Brynna (Brynnau) is a small village situated between Pencoed and Llanharan. It is located at the point where the borders of two Welsh county boroughs, Rhondda Cynon Taf and Bridgend, meet.

Due to Brynna's proximity to the M4 motorway as well as both Pencoed and Llanharan railway stations, it offers residents easy access to most of South Wales.

Brynna was originally called Brynna Gwynion but church records show that it was later shortened to Brynna from 1897 onwards.

== Education ==
Brynna is home to one primary school, Brynnau Primary School and is a feeder school for nearby Pencoed Comprehensive School. Welsh language provision is catered by Ysgol Gynradd Dolau in nearby Llanharan.

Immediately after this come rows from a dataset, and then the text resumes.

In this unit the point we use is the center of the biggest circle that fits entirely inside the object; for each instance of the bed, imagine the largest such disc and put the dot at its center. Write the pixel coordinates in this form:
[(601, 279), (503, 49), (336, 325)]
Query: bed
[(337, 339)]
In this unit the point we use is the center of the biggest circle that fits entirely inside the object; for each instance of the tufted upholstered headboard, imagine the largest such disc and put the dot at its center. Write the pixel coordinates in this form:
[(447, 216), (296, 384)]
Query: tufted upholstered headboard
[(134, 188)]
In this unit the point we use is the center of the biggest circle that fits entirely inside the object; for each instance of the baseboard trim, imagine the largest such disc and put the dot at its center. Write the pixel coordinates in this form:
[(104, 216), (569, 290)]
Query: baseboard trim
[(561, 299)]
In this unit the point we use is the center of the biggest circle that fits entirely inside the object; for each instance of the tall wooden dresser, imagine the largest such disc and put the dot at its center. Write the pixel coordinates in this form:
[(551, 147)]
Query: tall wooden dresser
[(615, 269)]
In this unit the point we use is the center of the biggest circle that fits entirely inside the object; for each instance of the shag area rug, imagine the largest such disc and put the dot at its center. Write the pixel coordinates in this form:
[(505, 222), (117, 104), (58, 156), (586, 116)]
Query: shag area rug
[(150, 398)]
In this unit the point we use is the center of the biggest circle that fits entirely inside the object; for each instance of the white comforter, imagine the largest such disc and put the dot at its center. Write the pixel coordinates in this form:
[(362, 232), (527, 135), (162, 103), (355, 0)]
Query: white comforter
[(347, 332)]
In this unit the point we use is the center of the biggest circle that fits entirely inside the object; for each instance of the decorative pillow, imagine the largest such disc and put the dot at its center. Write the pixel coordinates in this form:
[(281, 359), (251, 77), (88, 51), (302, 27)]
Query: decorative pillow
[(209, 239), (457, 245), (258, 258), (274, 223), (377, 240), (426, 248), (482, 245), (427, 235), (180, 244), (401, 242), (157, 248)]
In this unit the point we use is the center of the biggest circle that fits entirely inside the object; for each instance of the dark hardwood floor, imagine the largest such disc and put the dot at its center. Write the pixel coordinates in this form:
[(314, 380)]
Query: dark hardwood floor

Opening in 1904, Brynnau Primary School celebrated its centenary year in 2004 with a number of events taking part in the village.

==Governance==
Since 2022 Brynna has been within the electoral ward of 'Brynna and Llanharan' on Rhondda Cynon Taf County Borough Council. It forms the western half of the Llanharan community (bordered to the west by Bridgend County Borough) and included Brynna village, Bryncae and Llanilid. The ward elects three county councillors.

Brynna is also a community ward for Llanharan Community Council, electing six of the fourteen community councillors.

== Social life ==
Social life in Brynna focuses around The Mountain Hare and Whitehills pubs. A previous pub, the Eagle Inn, is now closed. Brynna FC is the local football (soccer) team and currently has 3 senior teams. The first team play in the South Wales Alliance League, Division 1 West; the second team play in the Bridgend & District First Division and the third team play in the Bridgend & District Second Division.

==Amenities==
Brynna Woods and Llanharan Marsh were taken over by the Wildlife Trust of South and West Wales in 2010, with work undertaken to improve access for people to enjoy the area's wildlife.